I was really excited about 3/4 of the way through because I thought it was going to be a stand-alone -- however, it looks like this is going to be the first book in yet another series. sigh.
A small girl named Lilibit has a special talent that she finds useful. She can hear stones, rocks, and pebbles of the Earth whisper to her. She has a destiny of becoming the next Stone Voice for the earth so it can finally can rekindle with the rest of the universe. When a stone warrior comes to take Lilibit to Kiva in order to fulfil her upcoming responsiblity a threat is appeared. Syxx the demon is been know as many things, but the one thing that has not change was his job. He's only purpose is to find the center from which Lilibit's powers derive from even if it means to kill all that is standing in his way.

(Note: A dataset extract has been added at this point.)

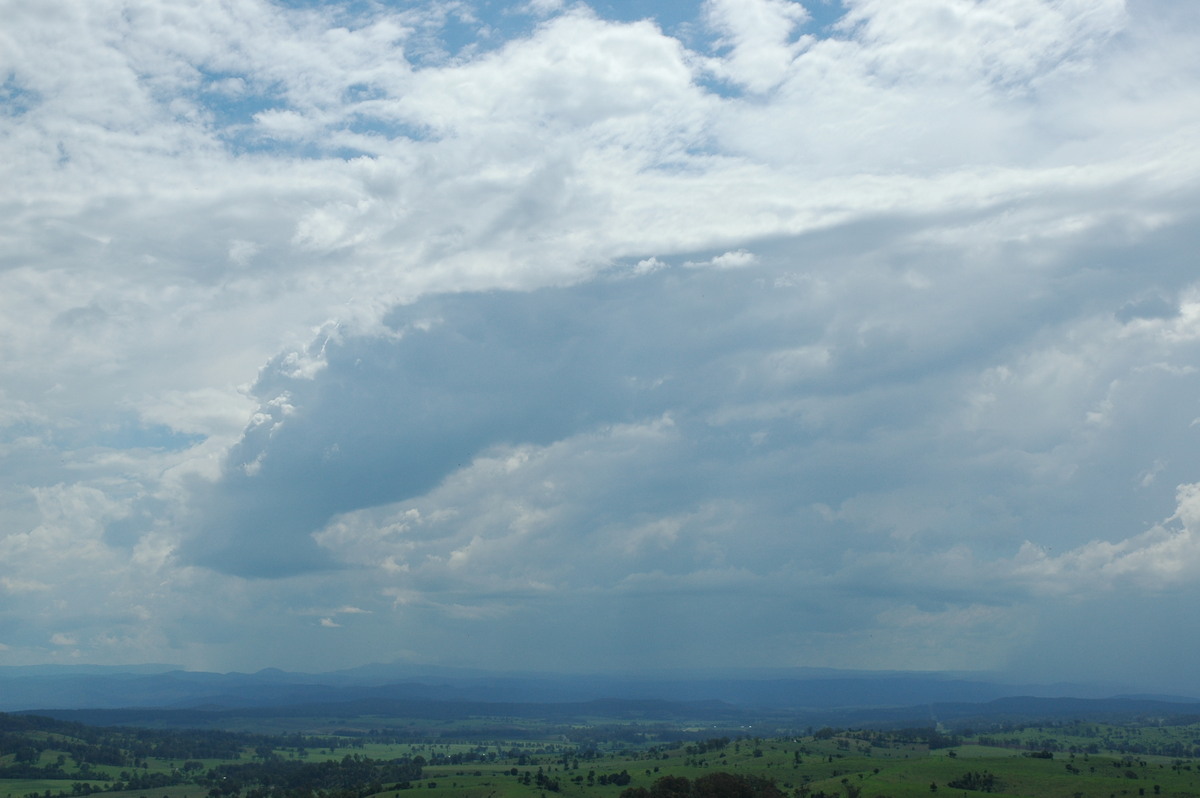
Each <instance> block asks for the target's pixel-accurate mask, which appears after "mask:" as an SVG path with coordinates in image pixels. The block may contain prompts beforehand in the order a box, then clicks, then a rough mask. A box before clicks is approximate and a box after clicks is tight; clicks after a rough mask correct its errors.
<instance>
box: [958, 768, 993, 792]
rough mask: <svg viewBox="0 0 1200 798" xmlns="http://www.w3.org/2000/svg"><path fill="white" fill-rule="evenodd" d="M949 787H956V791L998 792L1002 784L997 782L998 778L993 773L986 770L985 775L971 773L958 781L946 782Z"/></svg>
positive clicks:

Lilibit is only goal is to get to Kiva she and her new adoptive friends with each a stone giving them hope with powers of their ones this is a fight. Which side will make it on top.
Although written for younger readers, I thoroughly enjoyed this story. It had much of what I want in a book, developed storyline, fast action, interesting ideas, likeable characters, obstacles, sorting out who to trust vs who not to, and adults interacting with young people in a healthy way (except for the bad characters who definitely acted bad).
The ending left room for more books and I"m looking forward to others by this author.
I truly enjoyed this book. It's a classic tale of good vs. evil, with the fate of the world in the hands of children. It was hard to put down. Stone Voice Rising is the kind of book that can translate into film very easily, as C. Lee Tocci has done a good job of keeping the tale flowing smoothly while throwing in bits of humor. I look forward to the sequel.
Found in my secret second hand bookshop. This has an interesting concept and a few different story lines for some characters. This book was interesting enough so that I check for the second one every now and again. And I will until I find out what happens even if it continues to be further down my reading level. I'd recommend it to perhaps a 12-14 year old.
At first, I assumed this book would be set in something like medieval times. I was surprised when they introduced cars and computers and the internet, but obviously it works in modern times. There were times that I wished the book would just move on, but mostly it's a very good read, and I especially enjoyed the Keepers of the Trees; their rhymes were just too cute and clever!